Joseph Johnson received his early education at the St. Philomena Elementary School in Zwedru, Grand Gedeh County, and continued at the Lott Carey Baptist Mission School and the College of West Africa. He earned a bachelor's degree in Economics and Accounting from the University of Liberia in 1990. After a study period of a year, Johnson obtained a Master of Business Administration (MBA) in Finance from the Keller Graduate School of Management in Atlanta, Georgia in 2003.

== Pre-Political Career==
From June 1997 to February 2004, Johnson served in the United States Army as a battalion finance non-commissioned officer. He moved on to a corporate accountancy role with Oxford Industries based in Atlanta, Georgia.

In 2007, Johnson settled in Liberia and was employed by the Liberia Company (LIBCO) as an administrative manager. During this period, he became head of the interim management committee of the Cocopa Rubber Company in Nimba County. From September 2008 to July 2009, he was the Loss Prevention Supervisor at the Liberia Agricultural Company (LAC) in Buchanan, Grand Bassa County.

From 2009 to 2012, Johnson served as the Financial Controller at the Ministry of Agriculture, overseeing financial operations and resource administration.

==Deputy Minister of Defense (2012 to 2018)==
In February 2012, President Ellen Johnson Sirleaf, a month after being sworn in on her re-election as Liberian president, nominated Joseph F. Johnson as Deputy Minister of Defense. Johnson assumed this office in March 2012. Johnson served as the Deputy Minister for Administration at the Ministry of National Defense. He was responsible for administrative oversight and institutional management.

In December 2013, Johnson was suspended by President Sirleaf on suspicion of corruption in a petroleum transaction performed at the Ministry of Defense. On 14 March 2014, Johnson was reinstated back to the position. President Sirleaf in her reinstatement letter said that he was cleared of all allegations following an investigation into the situation which led to his suspension.

In 2014, Johnson welcomed the 101st Airborne Division of the US Army support in Liberia's effort to combat Ebola virus. In 2015, he saw off, at the Roberts International Airport, military personnel from the Armed Forces of Liberia to Mali for peacekeeping efforts in the Mali War. He left office as Deputy Minister of Defense on the expiration of the term of presidential office of President Sirleaf.

==Ambassador to Morocco (2025 to present)==
===Nomination as Ambassador===
On 6 November 2024, Johnson was nominated by President Joseph Boakai for the role of Liberian Ambassador to Morocco.

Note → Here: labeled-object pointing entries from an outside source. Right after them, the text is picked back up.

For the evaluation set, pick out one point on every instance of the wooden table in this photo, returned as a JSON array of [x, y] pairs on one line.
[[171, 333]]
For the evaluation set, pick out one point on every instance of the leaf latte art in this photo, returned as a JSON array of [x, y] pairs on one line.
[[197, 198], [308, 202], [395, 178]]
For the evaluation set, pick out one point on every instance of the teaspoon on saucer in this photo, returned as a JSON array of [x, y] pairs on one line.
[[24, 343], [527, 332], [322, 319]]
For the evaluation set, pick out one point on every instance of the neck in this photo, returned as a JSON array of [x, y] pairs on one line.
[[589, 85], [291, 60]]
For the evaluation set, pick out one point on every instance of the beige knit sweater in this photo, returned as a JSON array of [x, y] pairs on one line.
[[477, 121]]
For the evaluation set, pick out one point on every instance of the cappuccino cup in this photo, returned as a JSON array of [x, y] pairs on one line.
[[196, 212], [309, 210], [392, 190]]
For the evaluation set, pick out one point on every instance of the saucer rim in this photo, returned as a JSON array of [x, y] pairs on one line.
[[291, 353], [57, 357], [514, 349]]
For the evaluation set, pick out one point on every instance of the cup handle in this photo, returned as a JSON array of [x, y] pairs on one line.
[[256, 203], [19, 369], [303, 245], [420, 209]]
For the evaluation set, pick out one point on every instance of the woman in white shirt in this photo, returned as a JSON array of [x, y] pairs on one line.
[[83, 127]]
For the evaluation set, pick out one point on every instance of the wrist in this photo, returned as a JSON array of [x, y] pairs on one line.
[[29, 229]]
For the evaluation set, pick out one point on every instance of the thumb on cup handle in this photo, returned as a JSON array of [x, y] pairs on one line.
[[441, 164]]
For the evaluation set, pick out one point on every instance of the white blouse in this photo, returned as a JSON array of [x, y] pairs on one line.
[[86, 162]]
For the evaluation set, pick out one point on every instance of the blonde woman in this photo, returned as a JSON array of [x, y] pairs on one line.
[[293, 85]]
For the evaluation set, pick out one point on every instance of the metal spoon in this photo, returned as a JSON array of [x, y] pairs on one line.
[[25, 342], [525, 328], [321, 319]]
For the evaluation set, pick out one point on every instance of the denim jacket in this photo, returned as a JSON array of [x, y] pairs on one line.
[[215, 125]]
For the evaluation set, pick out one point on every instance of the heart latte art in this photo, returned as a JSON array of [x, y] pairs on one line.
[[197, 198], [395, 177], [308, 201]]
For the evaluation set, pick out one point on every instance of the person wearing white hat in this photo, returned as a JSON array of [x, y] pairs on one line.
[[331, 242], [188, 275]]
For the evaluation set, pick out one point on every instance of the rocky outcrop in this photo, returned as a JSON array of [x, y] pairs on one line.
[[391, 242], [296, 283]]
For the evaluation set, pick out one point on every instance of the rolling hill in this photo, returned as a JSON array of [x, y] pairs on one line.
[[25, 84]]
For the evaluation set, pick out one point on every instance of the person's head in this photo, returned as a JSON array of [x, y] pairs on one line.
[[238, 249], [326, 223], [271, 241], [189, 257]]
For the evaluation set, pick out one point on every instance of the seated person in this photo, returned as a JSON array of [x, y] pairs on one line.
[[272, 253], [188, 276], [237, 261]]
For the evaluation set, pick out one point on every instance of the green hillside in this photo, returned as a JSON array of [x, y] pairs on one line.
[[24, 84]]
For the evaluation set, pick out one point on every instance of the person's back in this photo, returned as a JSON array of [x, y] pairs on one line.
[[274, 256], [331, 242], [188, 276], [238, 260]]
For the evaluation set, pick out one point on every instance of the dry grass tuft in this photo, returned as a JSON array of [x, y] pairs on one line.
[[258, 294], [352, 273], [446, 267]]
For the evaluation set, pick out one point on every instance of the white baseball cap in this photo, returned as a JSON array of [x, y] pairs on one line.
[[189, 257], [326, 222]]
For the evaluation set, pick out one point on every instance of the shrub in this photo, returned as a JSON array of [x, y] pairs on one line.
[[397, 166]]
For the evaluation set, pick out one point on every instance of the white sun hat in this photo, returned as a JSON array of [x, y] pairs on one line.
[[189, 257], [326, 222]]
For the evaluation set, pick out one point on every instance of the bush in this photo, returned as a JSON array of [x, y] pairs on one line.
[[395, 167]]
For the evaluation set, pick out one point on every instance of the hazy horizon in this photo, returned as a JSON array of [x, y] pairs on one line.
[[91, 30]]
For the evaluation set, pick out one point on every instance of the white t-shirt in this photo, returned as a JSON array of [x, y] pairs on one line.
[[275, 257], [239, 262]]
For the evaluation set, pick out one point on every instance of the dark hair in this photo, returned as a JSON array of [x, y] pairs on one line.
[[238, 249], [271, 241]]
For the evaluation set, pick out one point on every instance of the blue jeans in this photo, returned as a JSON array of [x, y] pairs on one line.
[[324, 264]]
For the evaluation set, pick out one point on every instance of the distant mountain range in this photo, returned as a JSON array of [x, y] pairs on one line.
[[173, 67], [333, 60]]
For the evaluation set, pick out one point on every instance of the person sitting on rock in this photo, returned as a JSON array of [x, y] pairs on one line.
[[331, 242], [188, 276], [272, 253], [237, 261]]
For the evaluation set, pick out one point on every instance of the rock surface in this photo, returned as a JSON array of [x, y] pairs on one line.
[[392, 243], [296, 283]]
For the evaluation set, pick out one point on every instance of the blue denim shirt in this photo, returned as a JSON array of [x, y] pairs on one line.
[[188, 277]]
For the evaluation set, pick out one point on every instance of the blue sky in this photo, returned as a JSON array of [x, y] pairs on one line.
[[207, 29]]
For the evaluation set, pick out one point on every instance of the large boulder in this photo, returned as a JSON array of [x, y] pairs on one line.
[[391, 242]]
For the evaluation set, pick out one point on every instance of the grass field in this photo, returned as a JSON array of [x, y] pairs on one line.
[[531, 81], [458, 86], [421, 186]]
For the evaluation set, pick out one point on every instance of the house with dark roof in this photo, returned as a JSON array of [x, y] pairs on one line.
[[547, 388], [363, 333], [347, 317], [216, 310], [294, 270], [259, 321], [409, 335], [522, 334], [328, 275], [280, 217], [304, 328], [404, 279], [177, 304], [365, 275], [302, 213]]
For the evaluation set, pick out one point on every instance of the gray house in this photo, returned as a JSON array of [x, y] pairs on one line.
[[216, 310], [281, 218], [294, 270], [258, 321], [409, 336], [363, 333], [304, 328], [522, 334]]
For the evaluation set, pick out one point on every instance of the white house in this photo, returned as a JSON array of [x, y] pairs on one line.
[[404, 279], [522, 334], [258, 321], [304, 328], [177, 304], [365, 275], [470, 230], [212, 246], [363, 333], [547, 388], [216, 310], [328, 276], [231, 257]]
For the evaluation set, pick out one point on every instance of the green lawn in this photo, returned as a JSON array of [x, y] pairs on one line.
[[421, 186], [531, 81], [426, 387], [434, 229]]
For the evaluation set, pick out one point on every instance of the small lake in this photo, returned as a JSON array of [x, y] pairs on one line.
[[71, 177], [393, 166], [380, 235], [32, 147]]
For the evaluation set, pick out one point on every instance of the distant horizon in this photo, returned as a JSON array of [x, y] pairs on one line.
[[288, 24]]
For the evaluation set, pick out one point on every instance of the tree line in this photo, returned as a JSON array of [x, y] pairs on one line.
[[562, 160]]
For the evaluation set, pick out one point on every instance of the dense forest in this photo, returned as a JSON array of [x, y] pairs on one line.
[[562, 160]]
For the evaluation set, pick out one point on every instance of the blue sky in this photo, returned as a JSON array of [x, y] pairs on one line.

He was named amongst ten others that day by the president for ambassadorial office.

===Confirmation as Ambassador===
On 21 January 2025, Johnson and Al-Hassan Conteh were confirmed by the plenary of the Liberian Senate as Ambassadors to the Kingdom of Morocco and the United States of America (USA) respectively. All 22 senators present during the session voted in favor of the confirmations after the presentation of separate reports from the public hearings held by the Senate Committee on Foreign Affairs. Subsequently, the President Pro Tempore of the Liberian Senate, Nyonblee Karnga-Lawrence, instructed the Senate Secretariat to formally communicate the decision to the President of Liberia.

===Assumption of duty as Ambassador===
On 25 March 2025, Johnson presented his letter of credence to Nasser Bourita, the Moroccan Minister of Foreign Affairs, and assumed post in Casablanca.